Monday, Jan. 02, 1978
Steel Seeks More Money, Quick
No industry has suffered more from weak domestic markets and buzz-saw foreign competition this year than steel. Nonetheless, steel mills last week announced price increases that clustered around 5.5% to take effect early in 1978. The increases come just when the Carter Administration is putting the finishing touches on a plan to offer financial aid to the ailing industry and sharply reduce the flow of cut-price foreign steel into the U.S. But the Administration reacted to the price boosts mildly, indicating that American mills will not be battered by the presidential jawbone--yet.
The boosts began with an announcement from Wheeling-Pittsburgh Steel Corp., the industry's ninth largest producer, that it would lift the price of sheet steel used in cars and other consumer goods by 7% on Jan. 3. Bethlehem Steel, the second largest producer, followed with an announcement that it would raise prices on most of its products by an average of 5.5% effective Feb. 1 for sheet goods, March 1 for structural steel. By week's end Inland Steel, U.S. Steel and other companies had fallen in line behind Bethlehem, and Wheeling said it would shave down its 7% rise.

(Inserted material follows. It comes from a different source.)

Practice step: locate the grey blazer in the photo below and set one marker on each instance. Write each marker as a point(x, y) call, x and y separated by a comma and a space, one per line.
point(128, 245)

The steelmen's case for higher prices is simple: they need more money, and quickly. Steel profits have slumped deeply this year; Bethlehem in the third quarter reported a record loss of $477 million. The announced price rises found a generally sympathetic ear in Washington. Barry Bosworth, director of the Council on Wage and Price Stability, termed Wheeling's 7% increase "awfully big," but a COWPS official later said of the Bethlehem-Inland hikes: "With inflation running around 6%, nobody is terribly concerned about a 5.5% increase--if that's to be the only increase for 1978. If it's not, there's reason for real concern." Should the Administration stick to that line, the steelmen may yet get into a fight with Washington. Industry officials do not say out loud that they probably will raise prices again later in 1978, but their private comments point that way. They claim that the current increases only partly catch up with cost rises already incurred.
There is some question whether even these increases serve the industry's own best interests. The Administration is now engaged in setting "reference" (minimum) prices for imported steel, which has captured 20% of the American market in recent months. Any foreign metal sold below the reference prices would automatically be subject to a heavy tariff. The reference prices probably will be pegged to the cost of producing and transporting Japanese steel. The aim is to stop foreign "dumping" of steel (that is, selling of imported metal below cost) and to bring import prices close to the U.S. price level. But by some estimates the increases announced last week would raise American prices by as much as $40 a ton above the reference prices for imports--which ironically are supposed to be enforced starting Feb. 1, the very day that the first Bethlehem-Inland hikes take effect. That could well enable foreign mills to hold on to a big slice of the U.S. business.